闇が深く包む舞台。照明がゆっくりと灯り、5人のシルエットが舞台上に浮かび上がる。舞台背景は銀行の地下にある大きな金庫の前。名前も年齢も知らない5人が銀行の金庫を狙った作戦に突入する。
静寂を破る最初のセリフは登場人物の一人「盲人」の言葉だ。「北壁はチャンチュン(長春)だと言った」と発したのは現役最年長俳優、シン・グ。杖に寄りかかる姿ながら、その言葉には力強さと重みがある。「誰がその高い欲望の壁に登って栄光を手に入れるのか」という問いを投げかけ、劇中のキャラクターたちが持つ欲望と葛藤を比喩的に表現する言葉だ。
チャン・ジン演出の新作「フランス金庫:北壁に登る者は誰か」が7日、ソウル・チョンノ(鍾路)区テハンノ(大学路のNOLソギョン(西京)スクエアスコーン1館で幕を開けた。チャン・ジンが10年ぶりに執筆し、自ら演出も務める作品だ。彼特有の言葉遊びとリズム感あふれるブラックコメディとなっている。
作品は銀行の地下秘密金庫をめぐり集まった5人の息詰まる一晩を描く。唯一のルール「夜12時、すべての電気が消えたとき金庫が開く」に従い集まった彼らは大小の騒動を巻き起こす。
今回の公演で現役最年長俳優のシン・グは伝説的な金庫破りの技術者「盲人」役を演じる。彼の「盲人」は人物間の対立が高まる度にさりげなく一言投げかけ、場の雰囲気を和らげて笑いを誘う。かつてのシン・グのシットコムを覚える観客には懐かしい瞬間だ。
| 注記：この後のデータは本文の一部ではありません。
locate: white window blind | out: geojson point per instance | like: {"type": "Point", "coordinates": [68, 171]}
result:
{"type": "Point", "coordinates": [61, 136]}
シン・グと共に舞台に立つ後輩俳優たちの心も特別だ。「密輸」役のチャン・ヨンナムは「劇の最初のシーンは緊張の極みだが、不思議とシン・グ先輩のセリフを聞くと心が落ち着く」と語った。
作品は犯罪を企てた面々の心理を通じて緊張感を高めつつ、絶えず笑いを産み出す。見栄を張るが抜けている「チンピラ」、徹底した準備を誇る優秀社員「銀行員」、欲望を見せまいとする「教授」、伝説の「海宮神遊図(海の中の宮殿で神々が遊ぶ様子を描いた絵)」を夢見る「密輸」などキャラクターがそれぞれの欲望を露わにし、観客は自然に彼らの物語に引き込まれる。
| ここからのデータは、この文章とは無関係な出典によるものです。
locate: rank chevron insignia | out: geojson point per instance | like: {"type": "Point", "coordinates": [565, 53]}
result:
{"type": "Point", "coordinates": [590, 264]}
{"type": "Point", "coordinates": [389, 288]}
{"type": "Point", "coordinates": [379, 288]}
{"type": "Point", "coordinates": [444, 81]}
100分間衰えない俳優たちのアンサンブルと関係性も印象的だ。特に初めて演劇に挑むチュ・ジョンヒョクとクム・セロクは先輩俳優たちの間で大胆さと熱意を見せ、存在感を示す。
この公演のもう一つの見どころはカーテンコール。観客の拍手の中、後輩俳優たちからも敬意を受けながら笑顔で応えるシン・グの姿が、金庫を開けること自体を幸福とする「盲人」の顔と重なり、観客に深い感動と余韻を残す。公演は5月31日まで。